Beware of the VAM: Valued-Added Measures for Teacher Accountability

By

In this article written for Colorín Colorado, Dr. Wayne Wright shares his concerns about using value-added measures to evaluate teachers of ELLs and discusses some of the problems that may arise with this approach.

See excerpts from Dr. Wright's book Foundations for Teaching English Language Learners: Research, Theory, Policy, and Practice (Caslon, 2010) in our policy history section.

Teachers are already very familiar with the unfairness of current school accountability programs based on snapshots of achievement as measured by a single test given at the end of the school year. Teachers of English language learners (ELLs) have been especially frustrated with such a system, which requires ELLs to meet the same passing criteria as English proficient students, without any consideration for how long students have been in the country, their English proficiency level, or their opportunity to learned tested material.

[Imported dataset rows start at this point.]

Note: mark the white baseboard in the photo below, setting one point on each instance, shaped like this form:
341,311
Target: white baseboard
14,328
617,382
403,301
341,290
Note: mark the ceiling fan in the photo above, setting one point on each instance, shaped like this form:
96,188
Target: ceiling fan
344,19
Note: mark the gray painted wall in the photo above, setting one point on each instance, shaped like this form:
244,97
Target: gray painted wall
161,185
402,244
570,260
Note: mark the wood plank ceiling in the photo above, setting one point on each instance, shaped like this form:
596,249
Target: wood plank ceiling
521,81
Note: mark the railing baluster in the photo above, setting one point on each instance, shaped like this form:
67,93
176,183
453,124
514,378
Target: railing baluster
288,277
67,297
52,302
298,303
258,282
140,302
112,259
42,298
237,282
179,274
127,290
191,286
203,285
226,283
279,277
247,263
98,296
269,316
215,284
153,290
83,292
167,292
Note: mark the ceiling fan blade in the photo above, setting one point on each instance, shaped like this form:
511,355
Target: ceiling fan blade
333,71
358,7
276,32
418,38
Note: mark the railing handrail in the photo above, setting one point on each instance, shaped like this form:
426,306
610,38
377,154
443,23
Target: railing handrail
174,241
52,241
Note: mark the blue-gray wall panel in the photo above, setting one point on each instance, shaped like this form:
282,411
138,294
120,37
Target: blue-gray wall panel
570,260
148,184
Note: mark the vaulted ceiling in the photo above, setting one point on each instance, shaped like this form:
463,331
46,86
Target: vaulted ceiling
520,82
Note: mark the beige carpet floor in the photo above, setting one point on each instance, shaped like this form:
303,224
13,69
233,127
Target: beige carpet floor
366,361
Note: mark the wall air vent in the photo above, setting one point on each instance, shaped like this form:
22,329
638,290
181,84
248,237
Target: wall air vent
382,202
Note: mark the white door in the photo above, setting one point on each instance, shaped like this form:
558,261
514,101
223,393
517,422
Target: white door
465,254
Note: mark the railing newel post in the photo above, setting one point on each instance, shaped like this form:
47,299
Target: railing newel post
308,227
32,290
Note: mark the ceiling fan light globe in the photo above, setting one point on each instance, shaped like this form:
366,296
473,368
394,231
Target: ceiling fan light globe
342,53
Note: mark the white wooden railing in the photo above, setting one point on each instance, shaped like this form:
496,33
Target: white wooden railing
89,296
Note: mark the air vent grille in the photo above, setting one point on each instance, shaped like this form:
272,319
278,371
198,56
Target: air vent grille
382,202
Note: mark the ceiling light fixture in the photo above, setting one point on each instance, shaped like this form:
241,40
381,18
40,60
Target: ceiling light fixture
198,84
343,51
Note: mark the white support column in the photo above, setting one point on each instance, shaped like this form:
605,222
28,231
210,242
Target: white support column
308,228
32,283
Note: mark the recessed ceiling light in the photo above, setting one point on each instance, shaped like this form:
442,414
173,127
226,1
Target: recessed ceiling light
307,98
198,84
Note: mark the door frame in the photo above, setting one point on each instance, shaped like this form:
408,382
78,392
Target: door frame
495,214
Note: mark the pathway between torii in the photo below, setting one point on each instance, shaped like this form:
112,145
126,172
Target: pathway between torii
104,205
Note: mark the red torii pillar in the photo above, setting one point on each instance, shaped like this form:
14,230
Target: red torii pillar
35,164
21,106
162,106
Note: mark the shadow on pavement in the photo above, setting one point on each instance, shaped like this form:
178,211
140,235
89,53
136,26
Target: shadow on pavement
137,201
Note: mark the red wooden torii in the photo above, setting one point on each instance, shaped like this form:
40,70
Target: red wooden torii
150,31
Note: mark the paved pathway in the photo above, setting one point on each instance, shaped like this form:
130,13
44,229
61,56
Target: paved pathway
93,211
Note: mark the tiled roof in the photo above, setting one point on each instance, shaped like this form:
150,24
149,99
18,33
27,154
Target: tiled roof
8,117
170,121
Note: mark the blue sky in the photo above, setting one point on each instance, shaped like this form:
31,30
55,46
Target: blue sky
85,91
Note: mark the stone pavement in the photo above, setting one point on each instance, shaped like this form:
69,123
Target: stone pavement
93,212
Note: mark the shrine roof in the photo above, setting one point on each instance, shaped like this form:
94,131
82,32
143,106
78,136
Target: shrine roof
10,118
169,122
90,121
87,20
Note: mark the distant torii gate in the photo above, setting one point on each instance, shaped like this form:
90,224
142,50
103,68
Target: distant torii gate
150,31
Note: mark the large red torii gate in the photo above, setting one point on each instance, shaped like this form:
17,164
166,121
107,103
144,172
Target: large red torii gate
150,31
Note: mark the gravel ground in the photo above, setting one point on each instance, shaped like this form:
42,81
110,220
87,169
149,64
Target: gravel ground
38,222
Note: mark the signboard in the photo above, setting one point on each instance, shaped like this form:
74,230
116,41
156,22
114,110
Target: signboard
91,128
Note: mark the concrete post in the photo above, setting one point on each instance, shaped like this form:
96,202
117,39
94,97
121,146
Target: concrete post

Thus, there is excitement over the promise of a new system of accountability based on students' growth over time. These growth models are called value-added measures (VAM). While such models are statistically complex, essentially they are calculated by testing students at the beginning of the school and at the end. The difference in the scores is purportedly a measure of the value added to student achievement (Bracey, 2010). Thus, according to Douglas N. Harris, a proponent of the responsible use of VAM as just one of several measures to determine teacher effectiveness, "in theory" VAM "provides an accurate estimate of what each individual teacher contributes to student learning" (2011, p. 2). At first sight this seems wonderful. A teacher of an ELL student, for example, could be recognized for all their students' great progress in learning English and academic content over the course of a year, rather than being punished for failing to get their students to pass the state test.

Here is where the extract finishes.